Diam seribu bahasa adalah satu-satunya hal emas yang bisa Sakura lakukan saat ini. Ia tak akan bicara lagi, tidak akan, karena lelaki itu hanya akan semakin menjadi-jadi. Dan Sakura tak mau kena darah tinggi di bawah horizon malam penuh dengan bintang yang berkonstelasi. Lagipula, kenapa juga ia harus mengakui bahwa ia takut kehilangan lelaki itu langsung di hadapan si pemilik nama? Padahal Sakura tahu pasti bahwa Deidara adalah laki-laki yang menyebalkan—dengan sikap penuh percaya dirinya itu.

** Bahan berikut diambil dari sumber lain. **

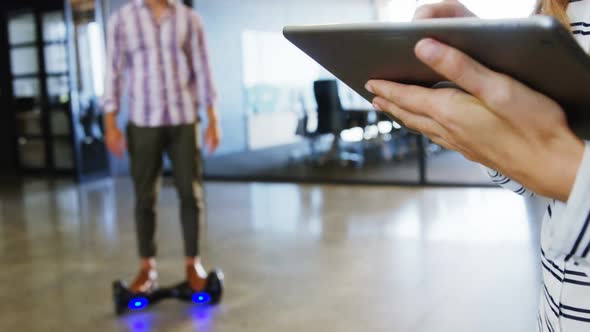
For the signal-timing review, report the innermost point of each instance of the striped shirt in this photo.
(161, 67)
(565, 235)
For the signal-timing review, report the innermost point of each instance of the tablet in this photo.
(537, 51)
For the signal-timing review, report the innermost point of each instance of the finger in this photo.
(415, 121)
(448, 8)
(416, 99)
(496, 90)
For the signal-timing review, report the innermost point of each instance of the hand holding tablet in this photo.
(537, 51)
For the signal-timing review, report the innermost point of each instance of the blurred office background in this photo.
(284, 117)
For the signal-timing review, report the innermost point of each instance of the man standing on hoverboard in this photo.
(156, 49)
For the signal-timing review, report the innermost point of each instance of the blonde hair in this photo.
(555, 8)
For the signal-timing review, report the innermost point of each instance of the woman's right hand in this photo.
(446, 8)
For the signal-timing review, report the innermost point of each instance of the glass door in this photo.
(26, 86)
(37, 43)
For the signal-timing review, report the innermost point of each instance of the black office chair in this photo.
(330, 120)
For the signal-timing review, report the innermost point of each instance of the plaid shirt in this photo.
(162, 67)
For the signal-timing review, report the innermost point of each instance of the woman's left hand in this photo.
(498, 121)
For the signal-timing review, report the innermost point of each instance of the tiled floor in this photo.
(296, 258)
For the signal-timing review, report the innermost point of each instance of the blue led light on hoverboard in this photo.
(201, 298)
(138, 303)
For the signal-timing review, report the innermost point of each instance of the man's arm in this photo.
(204, 76)
(115, 68)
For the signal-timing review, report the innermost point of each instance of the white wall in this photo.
(225, 20)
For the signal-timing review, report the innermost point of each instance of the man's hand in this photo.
(498, 121)
(213, 131)
(114, 138)
(446, 8)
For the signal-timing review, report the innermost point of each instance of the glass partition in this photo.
(301, 124)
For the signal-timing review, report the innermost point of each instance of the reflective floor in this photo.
(296, 258)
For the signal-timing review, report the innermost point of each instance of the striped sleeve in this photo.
(115, 66)
(505, 182)
(573, 233)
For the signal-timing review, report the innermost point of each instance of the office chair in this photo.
(330, 120)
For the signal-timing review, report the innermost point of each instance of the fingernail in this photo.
(428, 49)
(377, 107)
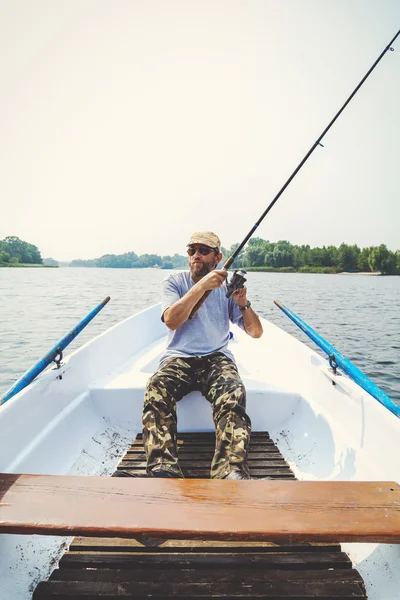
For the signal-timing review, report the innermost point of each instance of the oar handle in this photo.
(199, 303)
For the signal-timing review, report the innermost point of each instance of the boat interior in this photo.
(85, 419)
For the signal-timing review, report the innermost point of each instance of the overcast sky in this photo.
(126, 124)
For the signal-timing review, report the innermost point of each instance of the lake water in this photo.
(359, 315)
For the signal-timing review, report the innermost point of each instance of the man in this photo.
(197, 358)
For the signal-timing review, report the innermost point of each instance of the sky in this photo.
(128, 124)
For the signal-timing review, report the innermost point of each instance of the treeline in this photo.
(272, 256)
(131, 260)
(14, 251)
(284, 256)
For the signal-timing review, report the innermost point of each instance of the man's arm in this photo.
(252, 323)
(179, 312)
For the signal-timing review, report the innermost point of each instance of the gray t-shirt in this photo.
(208, 331)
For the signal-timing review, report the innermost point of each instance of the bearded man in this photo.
(197, 358)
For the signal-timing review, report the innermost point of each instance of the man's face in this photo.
(203, 260)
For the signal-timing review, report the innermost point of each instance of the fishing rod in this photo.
(238, 278)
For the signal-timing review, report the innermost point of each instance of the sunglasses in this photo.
(203, 250)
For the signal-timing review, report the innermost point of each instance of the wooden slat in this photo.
(208, 509)
(237, 560)
(275, 588)
(132, 545)
(226, 574)
(93, 563)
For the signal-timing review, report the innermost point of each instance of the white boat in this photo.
(81, 418)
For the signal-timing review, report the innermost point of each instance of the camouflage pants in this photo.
(217, 377)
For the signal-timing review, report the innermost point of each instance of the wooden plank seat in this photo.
(111, 568)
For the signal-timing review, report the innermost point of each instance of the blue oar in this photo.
(54, 353)
(346, 365)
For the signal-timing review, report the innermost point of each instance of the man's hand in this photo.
(240, 296)
(213, 280)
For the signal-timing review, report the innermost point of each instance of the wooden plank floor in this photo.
(113, 568)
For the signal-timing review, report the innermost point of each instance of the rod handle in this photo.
(199, 303)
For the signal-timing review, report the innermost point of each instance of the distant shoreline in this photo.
(27, 265)
(248, 269)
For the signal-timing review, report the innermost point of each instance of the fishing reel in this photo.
(237, 281)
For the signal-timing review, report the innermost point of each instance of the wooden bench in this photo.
(283, 511)
(140, 567)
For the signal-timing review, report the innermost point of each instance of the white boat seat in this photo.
(123, 392)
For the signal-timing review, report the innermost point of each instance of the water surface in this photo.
(359, 315)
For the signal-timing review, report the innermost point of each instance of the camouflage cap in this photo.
(205, 237)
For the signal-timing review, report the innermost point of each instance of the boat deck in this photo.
(114, 568)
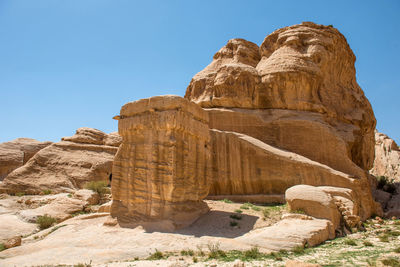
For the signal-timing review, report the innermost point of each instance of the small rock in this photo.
(293, 263)
(13, 242)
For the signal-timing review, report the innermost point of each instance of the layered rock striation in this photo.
(296, 93)
(387, 157)
(161, 172)
(67, 165)
(307, 69)
(16, 153)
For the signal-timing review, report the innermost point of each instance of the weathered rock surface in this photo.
(291, 232)
(243, 165)
(161, 171)
(307, 68)
(387, 157)
(65, 166)
(16, 153)
(314, 202)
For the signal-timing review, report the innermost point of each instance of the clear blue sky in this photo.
(69, 64)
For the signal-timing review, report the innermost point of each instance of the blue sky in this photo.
(69, 64)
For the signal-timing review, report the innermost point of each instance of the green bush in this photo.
(391, 262)
(252, 253)
(45, 221)
(368, 244)
(46, 192)
(188, 252)
(350, 242)
(158, 255)
(233, 223)
(236, 217)
(98, 186)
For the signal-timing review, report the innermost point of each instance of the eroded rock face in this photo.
(161, 171)
(16, 153)
(65, 166)
(307, 68)
(387, 157)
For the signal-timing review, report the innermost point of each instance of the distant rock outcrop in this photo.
(387, 157)
(301, 86)
(16, 153)
(66, 165)
(161, 170)
(298, 93)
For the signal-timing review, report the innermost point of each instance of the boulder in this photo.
(244, 168)
(65, 166)
(314, 202)
(387, 157)
(161, 171)
(305, 68)
(16, 153)
(13, 242)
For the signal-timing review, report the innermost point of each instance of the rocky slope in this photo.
(387, 157)
(16, 153)
(67, 165)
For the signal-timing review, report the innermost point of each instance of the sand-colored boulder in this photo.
(245, 166)
(60, 207)
(161, 171)
(64, 166)
(16, 153)
(314, 202)
(13, 242)
(387, 157)
(290, 233)
(305, 67)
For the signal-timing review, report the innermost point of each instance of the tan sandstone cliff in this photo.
(161, 172)
(66, 165)
(296, 92)
(16, 153)
(387, 157)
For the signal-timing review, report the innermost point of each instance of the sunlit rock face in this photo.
(161, 171)
(300, 73)
(297, 92)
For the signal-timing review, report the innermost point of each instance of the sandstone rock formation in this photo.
(161, 171)
(296, 92)
(307, 69)
(387, 157)
(67, 165)
(16, 153)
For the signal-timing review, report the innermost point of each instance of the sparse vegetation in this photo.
(188, 252)
(391, 262)
(98, 186)
(298, 250)
(252, 253)
(157, 255)
(214, 251)
(45, 221)
(386, 184)
(350, 242)
(368, 244)
(298, 211)
(236, 217)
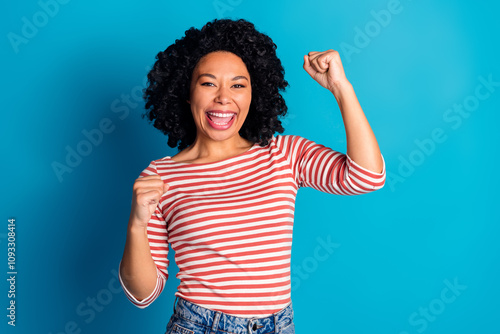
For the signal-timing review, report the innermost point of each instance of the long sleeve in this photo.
(319, 167)
(158, 244)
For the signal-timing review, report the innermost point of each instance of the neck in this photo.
(208, 150)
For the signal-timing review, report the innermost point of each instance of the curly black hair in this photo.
(169, 81)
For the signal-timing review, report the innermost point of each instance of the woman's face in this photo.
(220, 96)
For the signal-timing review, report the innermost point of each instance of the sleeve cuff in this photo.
(366, 178)
(160, 282)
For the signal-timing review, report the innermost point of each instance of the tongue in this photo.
(220, 119)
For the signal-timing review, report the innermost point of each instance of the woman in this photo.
(225, 202)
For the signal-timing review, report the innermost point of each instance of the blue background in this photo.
(397, 250)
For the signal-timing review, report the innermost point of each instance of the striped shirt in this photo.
(230, 222)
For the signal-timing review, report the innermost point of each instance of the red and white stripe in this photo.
(230, 222)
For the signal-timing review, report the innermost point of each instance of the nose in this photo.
(223, 95)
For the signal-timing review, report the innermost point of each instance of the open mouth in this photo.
(220, 118)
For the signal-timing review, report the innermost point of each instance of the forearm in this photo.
(362, 146)
(137, 269)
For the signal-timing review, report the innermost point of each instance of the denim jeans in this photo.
(189, 318)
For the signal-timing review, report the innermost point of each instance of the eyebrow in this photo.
(213, 76)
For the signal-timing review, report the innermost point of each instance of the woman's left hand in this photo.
(326, 68)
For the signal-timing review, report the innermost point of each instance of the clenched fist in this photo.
(147, 193)
(326, 68)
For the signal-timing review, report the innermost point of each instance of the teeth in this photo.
(218, 114)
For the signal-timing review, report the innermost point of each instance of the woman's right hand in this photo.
(147, 192)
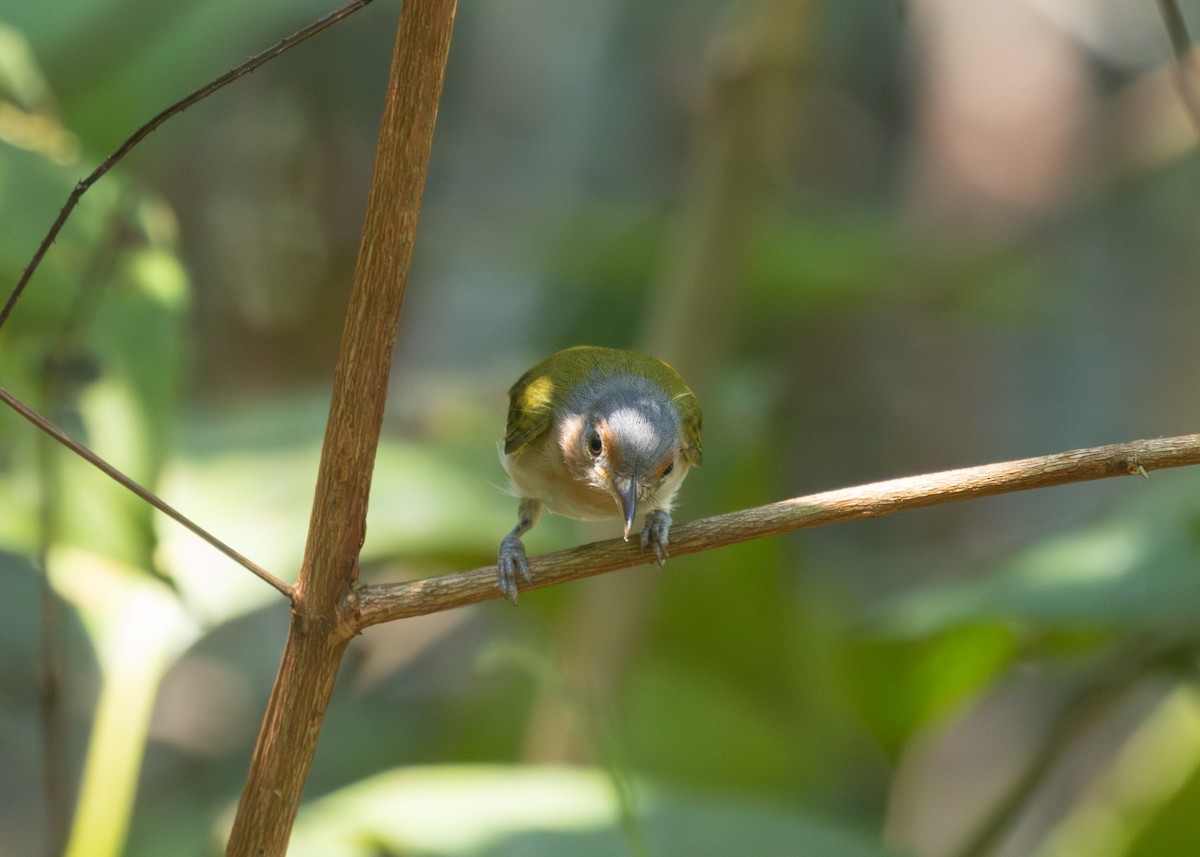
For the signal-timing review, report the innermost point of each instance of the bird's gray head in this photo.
(628, 441)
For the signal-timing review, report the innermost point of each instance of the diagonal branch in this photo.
(204, 91)
(387, 601)
(1181, 43)
(61, 437)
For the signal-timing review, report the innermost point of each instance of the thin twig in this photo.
(204, 91)
(383, 603)
(144, 493)
(1181, 43)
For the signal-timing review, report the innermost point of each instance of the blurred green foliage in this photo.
(919, 276)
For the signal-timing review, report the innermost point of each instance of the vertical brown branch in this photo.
(318, 635)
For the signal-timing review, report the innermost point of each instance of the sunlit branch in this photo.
(385, 601)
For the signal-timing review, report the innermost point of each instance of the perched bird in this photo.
(597, 433)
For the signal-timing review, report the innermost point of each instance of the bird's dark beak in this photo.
(628, 497)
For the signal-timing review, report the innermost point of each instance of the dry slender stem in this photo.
(1181, 43)
(150, 126)
(382, 603)
(144, 493)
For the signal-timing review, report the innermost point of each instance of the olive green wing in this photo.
(529, 409)
(691, 423)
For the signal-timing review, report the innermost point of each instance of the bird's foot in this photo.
(655, 534)
(511, 561)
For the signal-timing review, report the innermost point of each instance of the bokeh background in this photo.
(877, 238)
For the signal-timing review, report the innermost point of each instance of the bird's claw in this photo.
(655, 534)
(510, 562)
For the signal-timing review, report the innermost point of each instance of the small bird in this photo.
(597, 433)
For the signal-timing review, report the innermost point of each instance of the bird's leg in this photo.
(655, 532)
(511, 557)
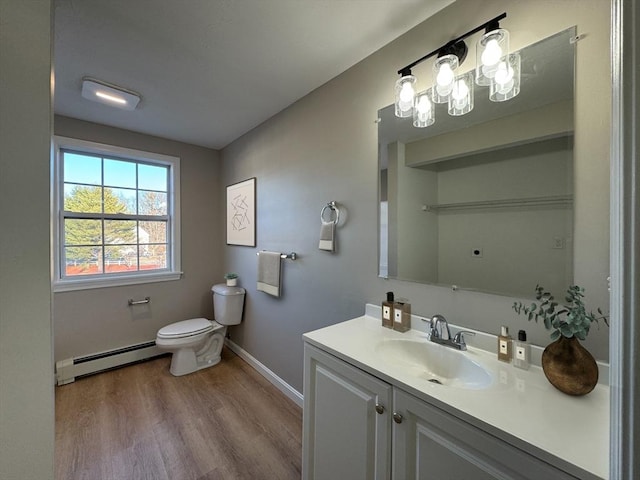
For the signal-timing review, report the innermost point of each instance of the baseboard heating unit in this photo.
(71, 368)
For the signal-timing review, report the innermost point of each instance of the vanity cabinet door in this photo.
(430, 444)
(346, 421)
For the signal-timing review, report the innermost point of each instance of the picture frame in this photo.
(241, 213)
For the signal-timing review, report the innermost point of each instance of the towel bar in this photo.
(291, 256)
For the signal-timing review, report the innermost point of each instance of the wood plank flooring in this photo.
(140, 422)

Satu kutuk diberikan lagi oleh si gadis manis.

Brengsek.

Deidara memejamkan mata. "Kalau begitu," ia membuka kembali iris langit tersebut, kemudian menoleh pada si gadis pujaan hati dengan tatap penuh afeksi.

Gadis itu menunggu.

Sebuah senyum miring terpeta rapi di wajah tampan Deidara. Sebuah senyum manis, senyum yang paling Sakura sukai.

"Aku tidak akan mati."

Haruno Sakura berdiri, tegak, sama sekali bergeming, dengan tatap hijau yang kelam; sekelam langit malam tanpa satu pun bintang.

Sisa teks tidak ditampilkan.